Dix ans après sa mort en 2014, un manuscrit posthume de Garcia Marquez paraît à l’international, Nous nous verrons en août. C’est un événement éditorial, même si l’ouvrage fait 120 pages, loin des légendaires Cent ans de solitude, L’Automne du patriarche, ou de L’Amour aux temps du choléra.
Garcia Marquez, avant de perdre la mémoire en fin de vie, avait envisagé un livre en quatre parties sur les histoires d’amour de gens âgés, mais la sénescence l’en empêcha. Seule fut écrite la présente version, après qu’il l’eut remaniée cinq fois. Elle-même est le fruit d’une recomposition avec une version numérisée, recomposition faite par un spécialiste, ami de longue date et éditeur en langue espagnole de Garcia Marquez.
Sauf que, avant même que son état ne se détériore, Garcia Marquez avait déclaré à ses enfants, comme le rapporte sans détours son fils : « Ce livre ne marche pas. Il n’y a qu’à s’en débarrasser. »
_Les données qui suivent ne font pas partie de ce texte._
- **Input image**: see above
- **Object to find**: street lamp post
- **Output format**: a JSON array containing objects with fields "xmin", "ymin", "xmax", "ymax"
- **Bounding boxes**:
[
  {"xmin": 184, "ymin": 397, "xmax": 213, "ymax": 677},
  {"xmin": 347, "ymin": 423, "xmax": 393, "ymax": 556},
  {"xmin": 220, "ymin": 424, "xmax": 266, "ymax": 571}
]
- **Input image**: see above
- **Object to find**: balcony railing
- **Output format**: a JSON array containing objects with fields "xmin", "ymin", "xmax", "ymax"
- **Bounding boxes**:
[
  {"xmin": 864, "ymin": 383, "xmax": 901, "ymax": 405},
Dix ans plus tard, passant outre à la recommandation paternelle, ses deux fils font publier ce texte. Grâce à cette pieuse désobéissance, et présidant à notre lecture, nous leur sommes redevables d’une petite Madeleine littéraire : le souvenir de l’éblouissement qui fut celui de millions de lecteurs, à découvrir Cent ans de solitude. Que ses ayant droits, comme Hermann Broch avec Kafka, n’aient pas respecté les volontés posthumes dont ils avaient la charge, leur sera d’autant plus pardonné que Garcia Marquez avait lu en public le premier chapitre de cette longue nouvelle qu’est Nous nous verrons en août, puis avait publié le troisième chapitre dans une revue colombienne. On pouvait néanmoins appréhender qu’il ait eu raison, que, comme Londres de Céline, Nous nous verrons en août fut plus un brouillon, une ébauche qu’un livre pleinement abouti. Il n’en est rien, à part quelques répétitions, quelques faiblesses et contradictions, que pointent eux-mêmes ses deux fils. Pour autant, c’est bien l’univers de Garcia Marquez qui est celui d’Anna Magdalena Bach, sa bouleversante héroïne. A ceci près que le fameux réalisme magique dont « Gabo » fut un des phares en Amérique latine – traiter les choses extraordinaires comme si elles étaient naturelles – est moins présent ici qu’il ne l’est dans le reste de l’œuvre. Guère non plus de flamboyance, de luxuriance, de truculence, de bouffonneries métaphysiques. Cette économie dans l’habillage des mots, ce quasi-dépouillement sonnent comme une invitation faite à notre imaginaire littéraire et érotique de venir en renfort de l’auteur, pressé par le temps et les progrès de la maladie.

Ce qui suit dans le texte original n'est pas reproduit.